I bought my first album when I was in sixth grade — Wings Greatest Hits. I had saved up the money and went with my uncle to a record store to buy it. It was followed by The Beatles White Album and then hundreds more. By the time I was a teenager I had built a respectable collection of vinyl albums.
When the CD player hit the mainstream I was skeptical. I had a large collection of albums — I didn’t see the need for compact discs. And I preferred how the music sounded coming from a needle pulled through the grooves in the vinyl. But CDs didn’t scratch, they were smaller and more portable. Once cars started having CD players I was all-in and switched. Over the next 15 years, I built my CD collection and my old vinyl albums were sold to fund my CD collection.
What I didn’t realize at the time was that the true game-changing impact of CDs was the digitization of music — storing music in zeros and ones was the big deal.
The first iPod was released in 2001 but I didn’t see what the big deal was. I had a CD player in my car and a portable CD player that had “skipless protection” that was so good that I could run with it. I liked listening to entire albums and saw no need for an mp3 player. Then in 2004, my wife bought me an iPod with a really meaningful inscription on the back. So I tried it out and realized what all the fuss was about — it could hold 7,500 songs so I could have most of my music library with me at all times. I spent weeks importing my CDs into iTunes and I don’t think I bought another CD after that. From then on I bought music as digital downloads. All the music on iTunes was intoxicating. You didn’t have to drive to a record store and buy a CD – you could just download whatever you wanted whenever you wanted. Like a junkie, I was hooked, and it was expensive for me — I usually spent over $600 a year on music downloads.
By 2011, my iTunes library was over 20,000 songs. iPod capacity had grown so that I could fit nearly all of them in a single iPod. I could plug my iPod into my car and listen to whatever I wanted. No longer did I have to switch one CD for another. I figured we had reached the pinnacle of music consumption technology.
Spotify, the music streaming service, was founded in 2006 in Stockholm, Sweden, and was introduced in the U.S. in July of 2011. Not long after Spotify launched in the U.S. a friend said “Spotify is amazing, you should use it.” I read about it and wasn’t interested.
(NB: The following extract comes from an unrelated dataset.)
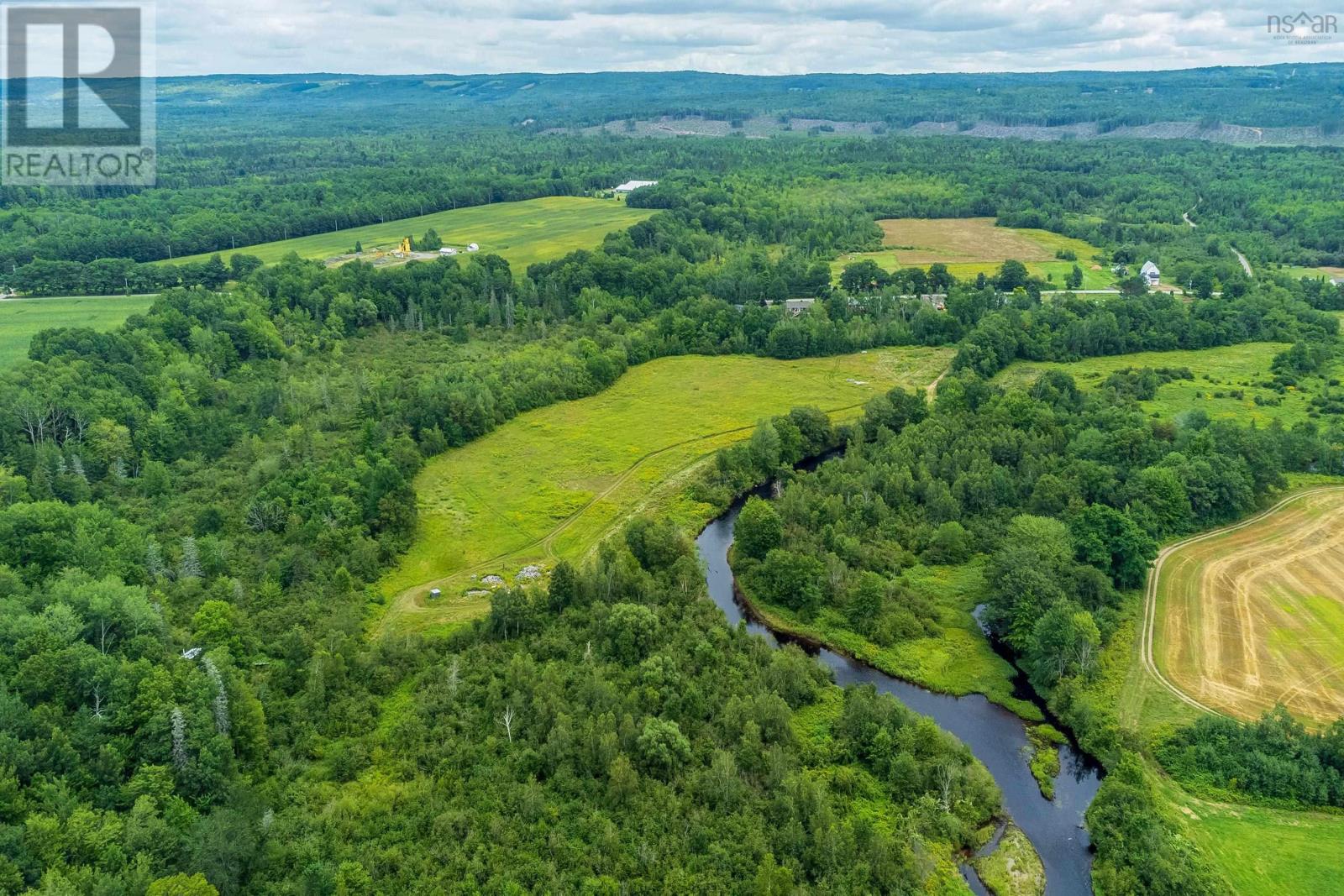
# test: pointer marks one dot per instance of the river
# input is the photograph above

I had a huge iTunes library that had cost me thousands of dollars to amass. Why would I want to switch? And I liked the idea of owning my music – not renting/streaming it. I didn’t think that Spotify would put a dent in iTunes — I was sure it was a novelty.
Then in January of 2013, I tried a free trial of Spotify. After a few days of using Spotify, I was dumbfounded. Nearly all of the world’s music was available to me. And for just $10 a month! In a typical year, I listen to over 1500 different music artists. Much of the new music I discover is through the Spotify algorithms suggesting to me what I should try out. I rarely listen to the radio because I find that Spotify is a completely immersive experience. Once again, I feel as if we have reached the pinnacle of music consumption. LOL.
You young whipper snappers have nothing on me. I remember going to church when I was about 5 years old and hearing organ music for the very first time. It was mesmerizing and I stile enjoy listening to the organ and singing the songs that I learned oh so many years ago!
Streaming as a means of delivery is super efficient and scalable so is probably here to stay for a while. As you mentioned up front, there is a slight trade off in audio quality when you convert to digital, and I do believe there is a potential shift in the next 10 years from binary to Qbit storage that can help address quality without exponentially increasing the memory space required. Quantum compute technology seems very far off but I think it’s closer than we give it credit. so many people around the world are innovating in this space. It changes the game on data storage, data processing, and AI capabilities. Thanks for the great article and for getting all of our mental gears turning this morning!
Curious why Spotify and not Apple Music if you were already in the Apple ecosystem?
Apple Music didn’t bring until like 2015 or 2016. By that time I was fully hooked into Spotify.
Makes sense. Not often that Apple doesn’t get early adopters.